Grilled Street Corn


As seen in Real Food Magazine, Summer 2017



Prep Time: 10 minutes

Serves: 7


  • 7 medium ears sweet corn, husks removed
  • 1/2 cup Mexican crema, or sour cream
  • 1/2 cup mayonnaise
  • 1/2 cup minced cilantro
  • 1 clove garlic, minced
  • 1/4 tsp. ground chipotle pepper, to taste
  • 2 tsp. lime zest, from one lime
  • 2 tbsp. lime juice, from one lime
  • 1/2 cup cotija cheese, crumbled
  • Lime wedges, to serve


  1. Preheat grill to 400 degrees.
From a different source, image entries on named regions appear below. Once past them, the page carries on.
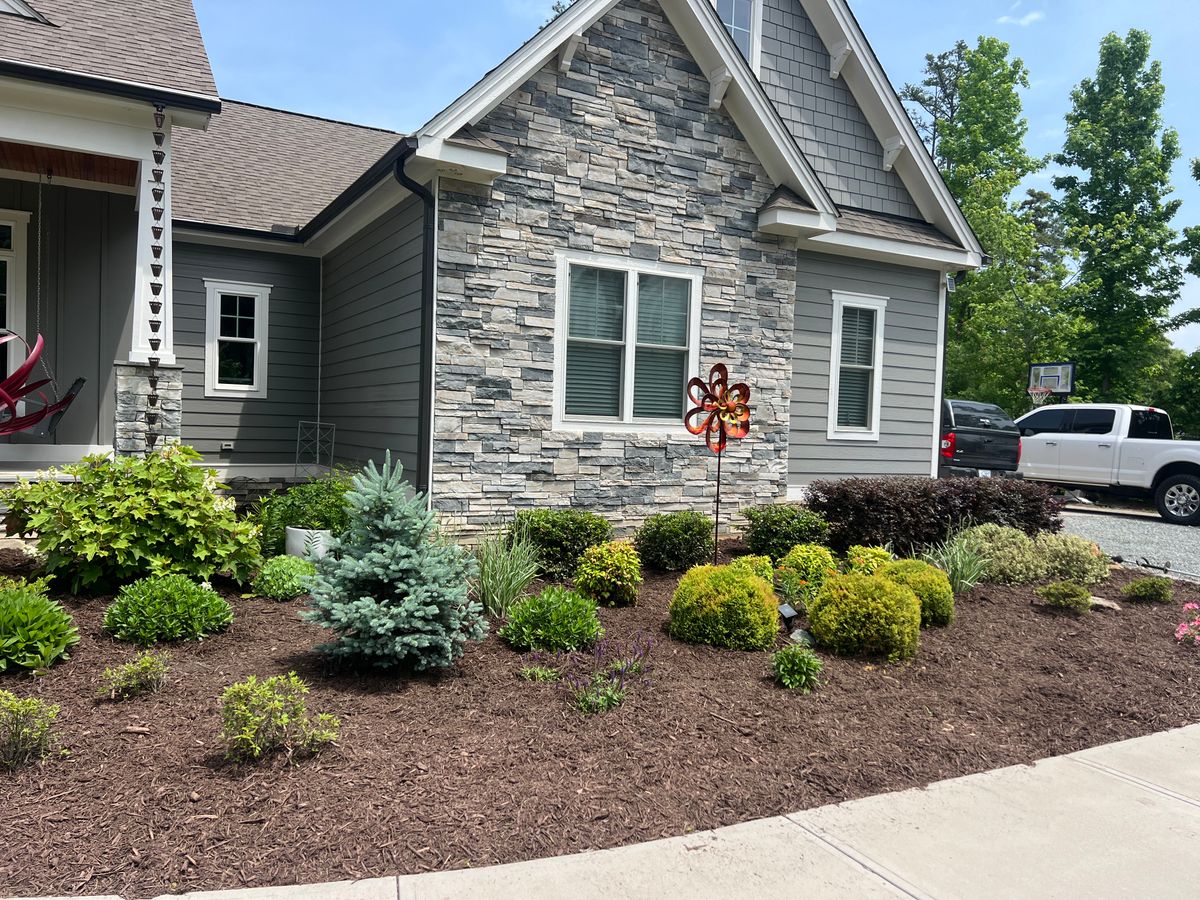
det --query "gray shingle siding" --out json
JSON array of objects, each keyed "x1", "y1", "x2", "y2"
[
  {"x1": 760, "y1": 0, "x2": 922, "y2": 218},
  {"x1": 322, "y1": 197, "x2": 422, "y2": 481},
  {"x1": 787, "y1": 252, "x2": 940, "y2": 486},
  {"x1": 174, "y1": 241, "x2": 320, "y2": 463}
]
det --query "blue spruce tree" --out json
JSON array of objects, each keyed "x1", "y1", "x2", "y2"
[{"x1": 305, "y1": 452, "x2": 487, "y2": 671}]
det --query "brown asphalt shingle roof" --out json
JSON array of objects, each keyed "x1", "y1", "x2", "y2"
[
  {"x1": 0, "y1": 0, "x2": 217, "y2": 98},
  {"x1": 172, "y1": 100, "x2": 403, "y2": 230}
]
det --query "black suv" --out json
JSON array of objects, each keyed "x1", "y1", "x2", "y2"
[{"x1": 937, "y1": 400, "x2": 1021, "y2": 478}]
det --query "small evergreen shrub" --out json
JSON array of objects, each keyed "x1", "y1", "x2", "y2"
[
  {"x1": 770, "y1": 644, "x2": 822, "y2": 694},
  {"x1": 809, "y1": 575, "x2": 920, "y2": 661},
  {"x1": 880, "y1": 559, "x2": 954, "y2": 628},
  {"x1": 5, "y1": 446, "x2": 259, "y2": 592},
  {"x1": 0, "y1": 690, "x2": 59, "y2": 772},
  {"x1": 1121, "y1": 575, "x2": 1175, "y2": 604},
  {"x1": 842, "y1": 544, "x2": 895, "y2": 575},
  {"x1": 1033, "y1": 581, "x2": 1092, "y2": 612},
  {"x1": 742, "y1": 503, "x2": 829, "y2": 563},
  {"x1": 0, "y1": 578, "x2": 79, "y2": 672},
  {"x1": 221, "y1": 672, "x2": 341, "y2": 760},
  {"x1": 634, "y1": 510, "x2": 713, "y2": 572},
  {"x1": 667, "y1": 565, "x2": 779, "y2": 650},
  {"x1": 509, "y1": 508, "x2": 612, "y2": 581},
  {"x1": 250, "y1": 556, "x2": 317, "y2": 600},
  {"x1": 500, "y1": 587, "x2": 604, "y2": 652},
  {"x1": 98, "y1": 650, "x2": 170, "y2": 701},
  {"x1": 104, "y1": 575, "x2": 233, "y2": 646},
  {"x1": 305, "y1": 452, "x2": 487, "y2": 671}
]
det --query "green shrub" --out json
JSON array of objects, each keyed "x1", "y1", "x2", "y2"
[
  {"x1": 509, "y1": 508, "x2": 612, "y2": 581},
  {"x1": 500, "y1": 587, "x2": 604, "y2": 652},
  {"x1": 1033, "y1": 581, "x2": 1092, "y2": 612},
  {"x1": 98, "y1": 650, "x2": 170, "y2": 701},
  {"x1": 305, "y1": 452, "x2": 487, "y2": 671},
  {"x1": 634, "y1": 510, "x2": 713, "y2": 572},
  {"x1": 104, "y1": 575, "x2": 233, "y2": 646},
  {"x1": 1033, "y1": 534, "x2": 1109, "y2": 584},
  {"x1": 1121, "y1": 575, "x2": 1175, "y2": 604},
  {"x1": 880, "y1": 559, "x2": 954, "y2": 628},
  {"x1": 809, "y1": 575, "x2": 920, "y2": 661},
  {"x1": 842, "y1": 544, "x2": 895, "y2": 575},
  {"x1": 0, "y1": 690, "x2": 59, "y2": 770},
  {"x1": 743, "y1": 503, "x2": 829, "y2": 563},
  {"x1": 5, "y1": 446, "x2": 259, "y2": 590},
  {"x1": 470, "y1": 532, "x2": 538, "y2": 619},
  {"x1": 575, "y1": 541, "x2": 642, "y2": 606},
  {"x1": 221, "y1": 672, "x2": 341, "y2": 760},
  {"x1": 252, "y1": 472, "x2": 350, "y2": 557},
  {"x1": 0, "y1": 578, "x2": 79, "y2": 672},
  {"x1": 667, "y1": 565, "x2": 779, "y2": 650},
  {"x1": 250, "y1": 556, "x2": 317, "y2": 600},
  {"x1": 770, "y1": 644, "x2": 822, "y2": 694},
  {"x1": 775, "y1": 544, "x2": 838, "y2": 610}
]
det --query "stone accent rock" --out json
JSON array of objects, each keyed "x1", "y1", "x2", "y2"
[{"x1": 432, "y1": 0, "x2": 796, "y2": 528}]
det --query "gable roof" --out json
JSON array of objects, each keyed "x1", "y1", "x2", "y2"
[{"x1": 0, "y1": 0, "x2": 220, "y2": 109}]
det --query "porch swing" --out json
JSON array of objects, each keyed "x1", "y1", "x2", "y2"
[{"x1": 0, "y1": 172, "x2": 88, "y2": 437}]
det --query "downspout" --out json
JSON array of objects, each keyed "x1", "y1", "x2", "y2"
[{"x1": 392, "y1": 138, "x2": 438, "y2": 492}]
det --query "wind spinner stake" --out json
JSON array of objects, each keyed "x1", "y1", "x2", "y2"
[{"x1": 683, "y1": 362, "x2": 750, "y2": 565}]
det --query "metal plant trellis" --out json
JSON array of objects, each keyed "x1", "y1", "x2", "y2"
[{"x1": 683, "y1": 362, "x2": 750, "y2": 565}]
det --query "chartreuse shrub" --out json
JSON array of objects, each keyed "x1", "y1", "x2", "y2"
[
  {"x1": 104, "y1": 575, "x2": 233, "y2": 646},
  {"x1": 809, "y1": 575, "x2": 920, "y2": 661},
  {"x1": 0, "y1": 578, "x2": 79, "y2": 672},
  {"x1": 1121, "y1": 575, "x2": 1175, "y2": 604},
  {"x1": 667, "y1": 565, "x2": 779, "y2": 650},
  {"x1": 575, "y1": 541, "x2": 642, "y2": 606},
  {"x1": 742, "y1": 503, "x2": 829, "y2": 563},
  {"x1": 509, "y1": 508, "x2": 612, "y2": 581},
  {"x1": 250, "y1": 556, "x2": 317, "y2": 600},
  {"x1": 5, "y1": 446, "x2": 259, "y2": 590},
  {"x1": 770, "y1": 644, "x2": 822, "y2": 694},
  {"x1": 0, "y1": 690, "x2": 59, "y2": 770},
  {"x1": 775, "y1": 544, "x2": 838, "y2": 610},
  {"x1": 305, "y1": 452, "x2": 487, "y2": 671},
  {"x1": 500, "y1": 587, "x2": 604, "y2": 652},
  {"x1": 880, "y1": 559, "x2": 954, "y2": 628},
  {"x1": 634, "y1": 510, "x2": 713, "y2": 572},
  {"x1": 221, "y1": 672, "x2": 341, "y2": 760}
]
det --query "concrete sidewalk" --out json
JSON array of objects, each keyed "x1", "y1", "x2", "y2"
[{"x1": 21, "y1": 725, "x2": 1200, "y2": 900}]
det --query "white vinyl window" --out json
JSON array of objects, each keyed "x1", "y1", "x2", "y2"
[
  {"x1": 828, "y1": 293, "x2": 888, "y2": 440},
  {"x1": 554, "y1": 253, "x2": 703, "y2": 431},
  {"x1": 204, "y1": 278, "x2": 271, "y2": 397}
]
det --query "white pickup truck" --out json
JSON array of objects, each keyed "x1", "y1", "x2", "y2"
[{"x1": 1016, "y1": 403, "x2": 1200, "y2": 524}]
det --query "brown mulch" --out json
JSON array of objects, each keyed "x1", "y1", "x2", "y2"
[{"x1": 0, "y1": 561, "x2": 1200, "y2": 896}]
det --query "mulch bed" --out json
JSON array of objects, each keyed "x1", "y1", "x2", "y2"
[{"x1": 0, "y1": 561, "x2": 1200, "y2": 898}]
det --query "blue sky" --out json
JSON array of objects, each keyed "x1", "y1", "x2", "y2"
[{"x1": 196, "y1": 0, "x2": 1200, "y2": 350}]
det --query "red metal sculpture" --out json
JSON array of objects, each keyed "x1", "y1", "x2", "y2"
[{"x1": 683, "y1": 362, "x2": 750, "y2": 565}]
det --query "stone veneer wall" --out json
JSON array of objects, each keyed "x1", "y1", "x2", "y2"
[{"x1": 432, "y1": 0, "x2": 796, "y2": 527}]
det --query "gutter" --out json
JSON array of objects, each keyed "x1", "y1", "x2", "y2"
[{"x1": 385, "y1": 138, "x2": 438, "y2": 493}]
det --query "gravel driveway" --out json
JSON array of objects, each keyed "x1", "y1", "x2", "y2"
[{"x1": 1062, "y1": 512, "x2": 1200, "y2": 581}]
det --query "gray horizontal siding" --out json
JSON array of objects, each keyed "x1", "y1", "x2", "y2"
[
  {"x1": 320, "y1": 197, "x2": 422, "y2": 480},
  {"x1": 174, "y1": 242, "x2": 320, "y2": 463},
  {"x1": 787, "y1": 253, "x2": 941, "y2": 485}
]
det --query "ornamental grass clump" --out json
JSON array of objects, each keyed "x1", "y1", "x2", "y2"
[{"x1": 305, "y1": 452, "x2": 487, "y2": 671}]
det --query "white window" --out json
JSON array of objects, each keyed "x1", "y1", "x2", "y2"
[
  {"x1": 829, "y1": 293, "x2": 888, "y2": 440},
  {"x1": 554, "y1": 253, "x2": 703, "y2": 432},
  {"x1": 204, "y1": 278, "x2": 271, "y2": 397}
]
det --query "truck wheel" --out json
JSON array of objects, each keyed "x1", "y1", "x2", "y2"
[{"x1": 1154, "y1": 475, "x2": 1200, "y2": 524}]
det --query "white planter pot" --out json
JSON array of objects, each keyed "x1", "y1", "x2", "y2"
[{"x1": 286, "y1": 526, "x2": 334, "y2": 559}]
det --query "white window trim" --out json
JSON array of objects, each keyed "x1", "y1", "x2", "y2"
[
  {"x1": 826, "y1": 290, "x2": 888, "y2": 442},
  {"x1": 551, "y1": 251, "x2": 704, "y2": 437},
  {"x1": 204, "y1": 278, "x2": 274, "y2": 400}
]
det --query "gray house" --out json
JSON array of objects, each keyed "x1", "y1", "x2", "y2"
[{"x1": 0, "y1": 0, "x2": 982, "y2": 523}]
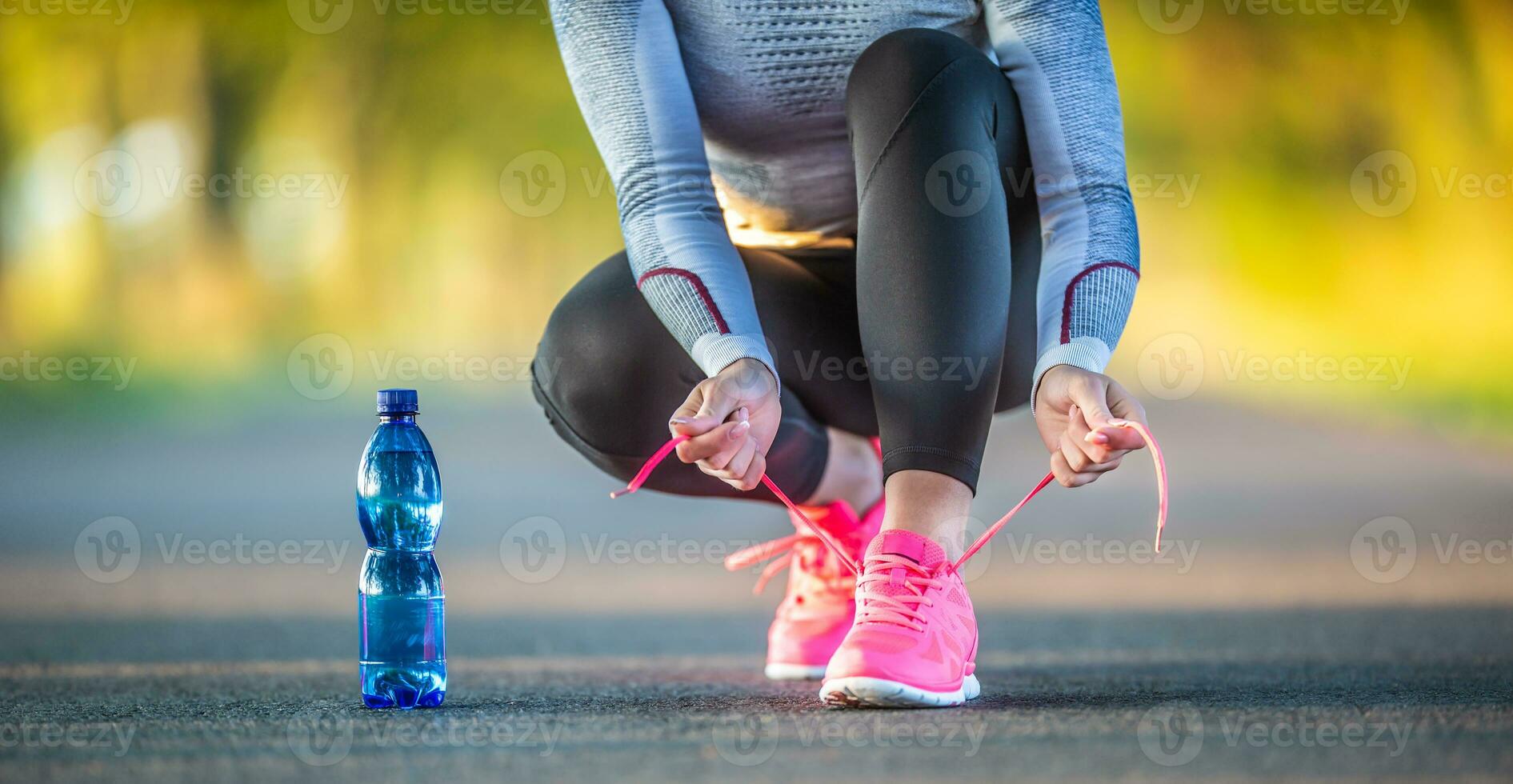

Clean the grates once it has heated.
  2. In a bowl, whisk together the sour cream or crema, mayonnaise, cilantro, garlic, chipotle pepper, lime zest and lime juice. Taste and season the mixture with salt if needed. Set aside.
  3. Place the husked corn directly onto grill grates. Grill the corn for about 3 minutes or until kernels begin to turn golden brown and look charred. Turn over and repeat. When all sides are browned, remove from the grill.
  4. With a brush or a spoon, coat each ear of corn with the crema mixture. Sprinkle with crumbled cojita cheese and any additional chipotle pepper, if desired. Serve immediately with extra lime wedges.